Increasingly influenced by French design, David travelled to Paris in 1774 to present a desk to Queen Marie-Antoinette. Realising that his work was old-fashioned, he began to study the latest Neoclassical styles he saw in the city. By the late 1770s, his furniture showed the results of this study in its more austere shapes, the decoration reduced the veneering in plain timbers, usually mahogany, with gilt-bronze or brass mountings. Such was his success in Paris that he joined the Guild of Ebenistes. His stamp was D.ROENTGEN, although most of his pieces were unstamped.


Roentgen set up depots for his fitted and non fitted furniture in Paris, Berlin, and Vienna, enabling him to promote his designs, gain commissions, and supply furniture more quickly without losing control  of his Neuwied workshop. This innovative thinking and commercial acumen also allowed him to keep up with the latest fashions, through pattern books and prints.

Roentgen's Furniture
Initially, Roentgen worked in wood, which he engraved, but by the late 1760s he was using stained and tinted woods. After 1770, delicate pictorial marquetry became a speciality of his workshop, the designs for which were often taken from paintings by Januarius Zick. This resulted in extraordinarily realistic renditions of floral sprays, arrangements of garden utensils, musical instruments, and, after his first trip to Paris, pastoral idylls and architectural scenes.

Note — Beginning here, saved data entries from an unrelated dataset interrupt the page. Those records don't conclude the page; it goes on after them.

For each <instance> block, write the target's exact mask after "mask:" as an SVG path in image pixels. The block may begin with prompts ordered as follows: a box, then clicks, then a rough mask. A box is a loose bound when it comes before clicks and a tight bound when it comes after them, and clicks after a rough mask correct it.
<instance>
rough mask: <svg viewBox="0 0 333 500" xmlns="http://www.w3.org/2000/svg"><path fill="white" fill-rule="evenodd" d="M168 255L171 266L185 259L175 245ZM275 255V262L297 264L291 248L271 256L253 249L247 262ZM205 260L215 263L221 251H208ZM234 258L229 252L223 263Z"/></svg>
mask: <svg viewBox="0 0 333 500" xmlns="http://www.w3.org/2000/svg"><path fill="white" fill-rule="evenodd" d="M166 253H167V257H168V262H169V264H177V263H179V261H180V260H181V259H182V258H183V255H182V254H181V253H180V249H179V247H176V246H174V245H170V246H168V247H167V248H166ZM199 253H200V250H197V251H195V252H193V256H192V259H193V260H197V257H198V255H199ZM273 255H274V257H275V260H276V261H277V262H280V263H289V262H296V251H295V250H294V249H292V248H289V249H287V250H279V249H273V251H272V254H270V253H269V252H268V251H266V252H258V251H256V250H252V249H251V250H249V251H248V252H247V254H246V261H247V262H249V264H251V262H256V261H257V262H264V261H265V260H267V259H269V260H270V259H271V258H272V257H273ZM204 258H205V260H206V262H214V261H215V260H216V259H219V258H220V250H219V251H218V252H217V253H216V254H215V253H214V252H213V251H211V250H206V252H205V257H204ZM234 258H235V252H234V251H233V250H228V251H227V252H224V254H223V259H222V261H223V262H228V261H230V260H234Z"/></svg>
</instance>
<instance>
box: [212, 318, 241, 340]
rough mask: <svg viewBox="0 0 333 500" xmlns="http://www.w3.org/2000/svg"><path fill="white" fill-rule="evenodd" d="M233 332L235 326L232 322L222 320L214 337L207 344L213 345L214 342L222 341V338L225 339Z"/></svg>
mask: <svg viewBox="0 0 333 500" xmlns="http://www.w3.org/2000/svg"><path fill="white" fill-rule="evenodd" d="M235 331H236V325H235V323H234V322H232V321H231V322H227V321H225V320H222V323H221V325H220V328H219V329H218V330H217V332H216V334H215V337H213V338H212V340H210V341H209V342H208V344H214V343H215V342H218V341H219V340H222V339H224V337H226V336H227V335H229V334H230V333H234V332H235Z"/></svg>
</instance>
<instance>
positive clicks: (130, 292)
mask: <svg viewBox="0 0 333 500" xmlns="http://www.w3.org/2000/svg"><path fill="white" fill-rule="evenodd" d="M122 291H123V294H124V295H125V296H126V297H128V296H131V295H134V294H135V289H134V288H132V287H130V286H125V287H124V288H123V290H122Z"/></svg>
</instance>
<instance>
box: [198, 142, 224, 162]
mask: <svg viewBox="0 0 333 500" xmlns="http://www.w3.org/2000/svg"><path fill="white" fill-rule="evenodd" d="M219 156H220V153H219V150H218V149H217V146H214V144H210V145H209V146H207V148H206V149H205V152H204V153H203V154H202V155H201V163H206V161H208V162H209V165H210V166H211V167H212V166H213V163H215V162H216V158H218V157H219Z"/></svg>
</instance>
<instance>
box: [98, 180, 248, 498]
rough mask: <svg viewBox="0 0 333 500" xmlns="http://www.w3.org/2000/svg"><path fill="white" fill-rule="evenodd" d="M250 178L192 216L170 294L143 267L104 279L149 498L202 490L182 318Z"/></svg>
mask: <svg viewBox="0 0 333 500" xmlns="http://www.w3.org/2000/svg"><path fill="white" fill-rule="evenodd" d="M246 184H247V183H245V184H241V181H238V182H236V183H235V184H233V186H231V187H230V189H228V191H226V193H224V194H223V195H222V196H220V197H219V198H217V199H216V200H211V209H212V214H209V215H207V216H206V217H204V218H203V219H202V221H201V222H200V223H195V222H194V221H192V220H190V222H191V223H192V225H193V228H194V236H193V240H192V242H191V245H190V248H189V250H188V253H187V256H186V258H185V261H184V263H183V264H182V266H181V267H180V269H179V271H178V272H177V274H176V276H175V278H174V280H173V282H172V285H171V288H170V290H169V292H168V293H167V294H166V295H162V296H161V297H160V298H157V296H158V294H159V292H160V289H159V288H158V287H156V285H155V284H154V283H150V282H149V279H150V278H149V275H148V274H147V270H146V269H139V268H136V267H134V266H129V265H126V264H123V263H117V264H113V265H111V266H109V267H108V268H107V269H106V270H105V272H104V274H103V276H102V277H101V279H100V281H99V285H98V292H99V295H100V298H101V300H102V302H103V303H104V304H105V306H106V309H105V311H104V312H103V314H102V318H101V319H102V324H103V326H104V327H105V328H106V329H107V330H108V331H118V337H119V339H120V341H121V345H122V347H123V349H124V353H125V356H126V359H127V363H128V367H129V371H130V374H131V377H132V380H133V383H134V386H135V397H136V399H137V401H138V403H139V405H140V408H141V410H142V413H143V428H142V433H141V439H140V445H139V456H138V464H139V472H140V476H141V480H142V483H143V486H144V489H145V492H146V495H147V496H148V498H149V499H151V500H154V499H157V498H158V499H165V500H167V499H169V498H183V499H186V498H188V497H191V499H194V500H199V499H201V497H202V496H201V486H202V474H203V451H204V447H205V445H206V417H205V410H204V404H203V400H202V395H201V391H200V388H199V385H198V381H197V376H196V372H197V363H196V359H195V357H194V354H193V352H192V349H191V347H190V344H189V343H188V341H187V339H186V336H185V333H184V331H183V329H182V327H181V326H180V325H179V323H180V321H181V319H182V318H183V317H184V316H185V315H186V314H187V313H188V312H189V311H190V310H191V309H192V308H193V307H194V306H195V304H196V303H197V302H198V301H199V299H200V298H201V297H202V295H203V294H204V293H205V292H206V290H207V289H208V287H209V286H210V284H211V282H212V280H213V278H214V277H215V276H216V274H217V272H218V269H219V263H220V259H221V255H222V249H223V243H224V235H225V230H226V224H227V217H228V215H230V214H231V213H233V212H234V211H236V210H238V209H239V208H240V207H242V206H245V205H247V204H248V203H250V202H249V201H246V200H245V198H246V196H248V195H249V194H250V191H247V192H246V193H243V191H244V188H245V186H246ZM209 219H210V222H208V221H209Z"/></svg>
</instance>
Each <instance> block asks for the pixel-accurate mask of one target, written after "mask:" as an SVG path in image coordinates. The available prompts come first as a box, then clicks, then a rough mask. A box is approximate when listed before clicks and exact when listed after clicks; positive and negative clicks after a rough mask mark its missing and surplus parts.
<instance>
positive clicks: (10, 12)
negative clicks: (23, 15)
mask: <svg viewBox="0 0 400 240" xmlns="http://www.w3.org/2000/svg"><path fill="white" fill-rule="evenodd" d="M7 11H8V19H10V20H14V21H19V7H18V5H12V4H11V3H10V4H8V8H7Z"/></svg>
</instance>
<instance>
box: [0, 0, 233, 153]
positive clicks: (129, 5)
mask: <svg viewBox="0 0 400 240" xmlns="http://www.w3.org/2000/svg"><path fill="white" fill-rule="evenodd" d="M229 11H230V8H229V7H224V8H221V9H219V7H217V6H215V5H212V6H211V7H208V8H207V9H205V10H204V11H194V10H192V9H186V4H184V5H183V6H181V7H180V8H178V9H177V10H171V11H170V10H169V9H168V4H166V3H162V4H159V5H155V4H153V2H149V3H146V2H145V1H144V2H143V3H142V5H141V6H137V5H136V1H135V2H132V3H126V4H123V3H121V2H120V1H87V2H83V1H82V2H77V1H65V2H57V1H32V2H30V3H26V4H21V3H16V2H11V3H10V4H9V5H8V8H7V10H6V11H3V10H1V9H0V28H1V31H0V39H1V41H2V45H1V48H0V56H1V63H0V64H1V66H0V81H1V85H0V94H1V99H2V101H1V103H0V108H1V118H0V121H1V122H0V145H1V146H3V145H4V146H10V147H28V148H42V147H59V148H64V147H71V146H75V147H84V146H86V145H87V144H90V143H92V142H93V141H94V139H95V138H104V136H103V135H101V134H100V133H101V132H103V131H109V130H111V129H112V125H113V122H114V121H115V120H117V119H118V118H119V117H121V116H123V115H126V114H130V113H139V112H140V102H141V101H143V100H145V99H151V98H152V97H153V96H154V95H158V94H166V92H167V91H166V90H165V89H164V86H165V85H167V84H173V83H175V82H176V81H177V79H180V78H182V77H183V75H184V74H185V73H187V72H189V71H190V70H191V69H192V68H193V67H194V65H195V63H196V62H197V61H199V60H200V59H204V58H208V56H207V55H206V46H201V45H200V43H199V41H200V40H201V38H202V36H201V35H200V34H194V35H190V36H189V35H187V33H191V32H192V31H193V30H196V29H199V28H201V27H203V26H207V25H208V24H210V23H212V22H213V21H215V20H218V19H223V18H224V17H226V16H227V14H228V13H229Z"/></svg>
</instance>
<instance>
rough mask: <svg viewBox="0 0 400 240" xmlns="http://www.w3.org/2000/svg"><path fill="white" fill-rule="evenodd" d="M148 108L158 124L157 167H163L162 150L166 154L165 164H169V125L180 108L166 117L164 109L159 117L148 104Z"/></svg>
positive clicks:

Towards the end of the 1770s, Roentgen was producing a range of furniture in the Louis XVI style. He was also noted for his writing desks, produced in the later years of the Neuwied workshop, which features ingenious mechanical devices that were operated by moving a section of the piece.


In 1783, Roentgen visited Russia with his first consignment of furniture, which included dressing tables, chests of drawers, a revolving armchair, and desks at which one could write seated or standing. Following this visit, he received several commissions from Catherine the Great. Roentgen's main customers were the French king and court. Louis XVI had purchased a writing table in 1779 and subsequently appointed David Ebeniste-mecanicien - he was already cabinet-maker to Queen Marie-Antoinette.


Over the next ten years he supplied the French court with furniture that was noted both for its intricate marquetry and its ingenious mechanical construction.
In 1791, Roentgen was appointed Court Furnisher to Frederick William II of Prussia and by this time he was recognised as the most celebrated cabinet-maker in Europe. However, the French Revolution seriously weakened his business and he never regained his former status. David Roentgen died in Wiesbadan while on his travels in 1807.